Roland seemed to have regained some of his old serenity, his weird equilibrium. “We have a proverb in my country, Susannah: ‘The wise thief always prospers.’” “I don’t see nothing wise about stealing a bunch of paste jewelry,” she said sharply.
“Were you ever caught?”
“No—”
He spread his hands as if to say, there you have it. “So for Detta Walker, the Drawers were bad places?” Eddie asked. “Is that right? Because it doesn’t exactly feel right.”
“Bad and good at the same time. They were powerful places, places where she . . . she reinvented herself; I suppose you could say . . . hut they were lost places, too. And this is all off the subject of Roland’s ghost-boy, isn’t it?” “Maybe not,” Roland said. “We had Drawers as well, you see, in my world. It was slang for us, too, and the meanings are very similar.” “What did it mean to you and your friends?” Eddie asked. “That varied slightly from place to place and situation to situation. It might mean a trash-midden. It might mean a whorehouse or a place where men came to gamble or chew devil-weed. But the most common’ meaning that I know is also the simplest.”
He looked at them both.
“The Drawers are places of desolation,” he said. “The Drawers are the waste lands.”

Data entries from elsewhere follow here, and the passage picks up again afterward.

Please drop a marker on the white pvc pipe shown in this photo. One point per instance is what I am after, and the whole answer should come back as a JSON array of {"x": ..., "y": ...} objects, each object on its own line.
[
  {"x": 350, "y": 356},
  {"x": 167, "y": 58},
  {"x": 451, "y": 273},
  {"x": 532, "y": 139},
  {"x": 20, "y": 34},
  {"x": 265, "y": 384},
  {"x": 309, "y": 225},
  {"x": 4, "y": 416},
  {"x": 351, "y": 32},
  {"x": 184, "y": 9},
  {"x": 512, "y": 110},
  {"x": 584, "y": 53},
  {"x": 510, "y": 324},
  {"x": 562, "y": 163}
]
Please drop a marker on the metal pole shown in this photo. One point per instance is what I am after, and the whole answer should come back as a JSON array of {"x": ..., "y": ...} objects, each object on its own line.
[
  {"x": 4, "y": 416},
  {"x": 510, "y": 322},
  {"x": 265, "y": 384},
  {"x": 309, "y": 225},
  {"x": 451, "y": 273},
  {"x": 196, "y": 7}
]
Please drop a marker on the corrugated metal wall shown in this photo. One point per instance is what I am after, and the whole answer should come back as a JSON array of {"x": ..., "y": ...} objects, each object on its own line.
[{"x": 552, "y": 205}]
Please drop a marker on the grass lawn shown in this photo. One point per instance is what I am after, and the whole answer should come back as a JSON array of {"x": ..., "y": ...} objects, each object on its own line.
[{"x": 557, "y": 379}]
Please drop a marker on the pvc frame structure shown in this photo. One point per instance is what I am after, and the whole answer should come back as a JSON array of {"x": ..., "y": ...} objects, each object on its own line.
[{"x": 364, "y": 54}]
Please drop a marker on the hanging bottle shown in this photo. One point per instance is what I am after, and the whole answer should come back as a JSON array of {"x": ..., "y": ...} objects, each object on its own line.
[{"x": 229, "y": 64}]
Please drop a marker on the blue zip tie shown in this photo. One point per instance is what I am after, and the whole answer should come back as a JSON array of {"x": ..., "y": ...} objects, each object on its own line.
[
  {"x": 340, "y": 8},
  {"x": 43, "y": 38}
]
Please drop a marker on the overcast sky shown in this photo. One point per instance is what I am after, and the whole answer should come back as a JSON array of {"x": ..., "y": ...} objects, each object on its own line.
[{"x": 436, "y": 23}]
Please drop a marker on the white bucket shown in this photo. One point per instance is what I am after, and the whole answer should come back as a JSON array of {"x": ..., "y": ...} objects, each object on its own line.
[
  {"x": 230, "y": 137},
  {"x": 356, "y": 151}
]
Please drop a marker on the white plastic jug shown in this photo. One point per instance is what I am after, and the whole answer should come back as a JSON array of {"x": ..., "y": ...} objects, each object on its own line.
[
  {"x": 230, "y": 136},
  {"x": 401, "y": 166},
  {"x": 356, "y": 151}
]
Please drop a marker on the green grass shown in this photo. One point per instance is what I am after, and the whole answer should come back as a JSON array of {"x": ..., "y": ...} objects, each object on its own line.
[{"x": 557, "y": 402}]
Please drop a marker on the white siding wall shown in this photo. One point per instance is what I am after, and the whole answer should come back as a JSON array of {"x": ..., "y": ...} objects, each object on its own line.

THIS TIME SUSANNAH THREW more wood on the fire. In the south, Old Mother blazed on brilliantly, not flickering. She knew from her school studies what that meant: it was a planet, not a star. Venus? She wondered. Or is the solar system of which this world is a part as different as everything else? Again that feeling of unreality—the feeling that all this must surely be a dream—washed over her.
“Go on,” she said. “What happened after the voice warned you about the Drawers and the little boy?”
“I punched my hand into the hole the sand had come from, as I was taught to do if such a thing ever happened to me. What I plucked forth was a jawbone . . . but not this one. The jawbone I took from the wall of the way station was much larger; from one of the Great Old Ones, I have almost no doubt.” “What happened to it?” Susannah asked quietly. “One night I gave it to the boy,” Roland said. The fire painted his cheeks with hot orange highlights and dancing shadows. “As a protec-tion—a kind of talisman. Later I felt it had served its purpose and threw it away.” “So whose jawbone you got there, Roland?” Eddie asked. Roland held it up, looked at it long and thoughtfully, and let it drop back. “Later, after Jake . . . after he died … I caught up with the men I had been chasing.”